I have such a dream. When I was a teenager living in Europe thanks to a military dad, I discovered what a rush it was to speak another language and live immersed in a different culture. I reveled in speaking French and German. I often thought that my ideal job would be to work as a clerk in a shop, never mind what it sold, and have that daily interaction with the public be IN another language.

Vendeuse dans une boulangerie

My fantasy, then,  as a young girl was to marry a Swiss and raise our children to be at  least trilingual. This was before I was a Christian and knew about the blessing of being wed to another believer. Thanks be to our God who sovereignly guides our lives. He overrode my young girl’s top 5 qualities in a future husband and brought Michael into my life at the age of 22.

And He gave me a few bites of my dream during the first 10 years of our marriage.

But it’s been years now and that dream of living in Europe and conducting our daily lives via another language has yet to be fulfilled.
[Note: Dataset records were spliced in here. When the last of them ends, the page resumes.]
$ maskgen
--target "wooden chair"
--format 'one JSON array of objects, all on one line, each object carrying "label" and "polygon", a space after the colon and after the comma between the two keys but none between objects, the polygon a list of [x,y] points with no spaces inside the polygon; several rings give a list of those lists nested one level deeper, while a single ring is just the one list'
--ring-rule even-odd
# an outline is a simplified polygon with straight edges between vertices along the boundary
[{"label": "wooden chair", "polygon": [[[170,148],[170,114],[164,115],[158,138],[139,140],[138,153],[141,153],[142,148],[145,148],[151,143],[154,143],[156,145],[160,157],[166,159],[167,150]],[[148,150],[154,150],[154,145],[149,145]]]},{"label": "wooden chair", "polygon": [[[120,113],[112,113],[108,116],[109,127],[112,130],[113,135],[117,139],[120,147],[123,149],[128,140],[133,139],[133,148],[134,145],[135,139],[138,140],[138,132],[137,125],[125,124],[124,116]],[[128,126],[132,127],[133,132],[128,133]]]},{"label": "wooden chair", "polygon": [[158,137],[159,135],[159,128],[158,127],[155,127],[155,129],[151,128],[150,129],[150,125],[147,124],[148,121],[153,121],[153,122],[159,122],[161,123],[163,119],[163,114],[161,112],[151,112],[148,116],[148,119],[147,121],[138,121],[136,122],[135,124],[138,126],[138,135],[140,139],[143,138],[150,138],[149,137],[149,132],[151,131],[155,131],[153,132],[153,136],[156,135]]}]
I often wonder if it will.

Yet, I am beginning to grasp a longer view of life. CS Lewis argues that longings are not in vain.  Given how our normal every-day desires like hunger, fatigue or the need for sexual and social fulfillment can be met in healthy ways, one can argue that there is no such thing as a true unfulfilled desire.  If God planted a desire in us, it is because He intends to fulfill it.  A thorough essay exploring this argument can be found here: Argument from Desire

I’ve begun, now, to quiet myself and let go of potential disappointment.  God is not One to waste anything. It’s been argued that He uses even our suffering.  Why should He then NOT use our longings?  In fact, my theory is that He plants those desires, gives us talents and experiences/practice to hone the skills with the plan to make use of EVERY ONE OF THEM! God has the long view and is not impatient.

And it could just be that those plans are not meant for THIS phase of life, our 80-90 years in a fallen world.  But they are intended for the life to come – the one that is more permanent.

  • So to my friend who has two nieces who long both for a godly Christian husband AND children – maybe those gifts for homemaking and interaction with children are going to be used LATER!
  • And to my dear husband, who would love to sing again from that Anglican repertoire with a group of professional musicians, keep looking forward to that day!
  • And to my departed dad who dreamed of running again with the full energy of youth, I pray to see you doing just that one of these days.

As for me? With my love for languages and learning, I think God has given me THOSE gifts for joy-filled purposes that I can only glimpse.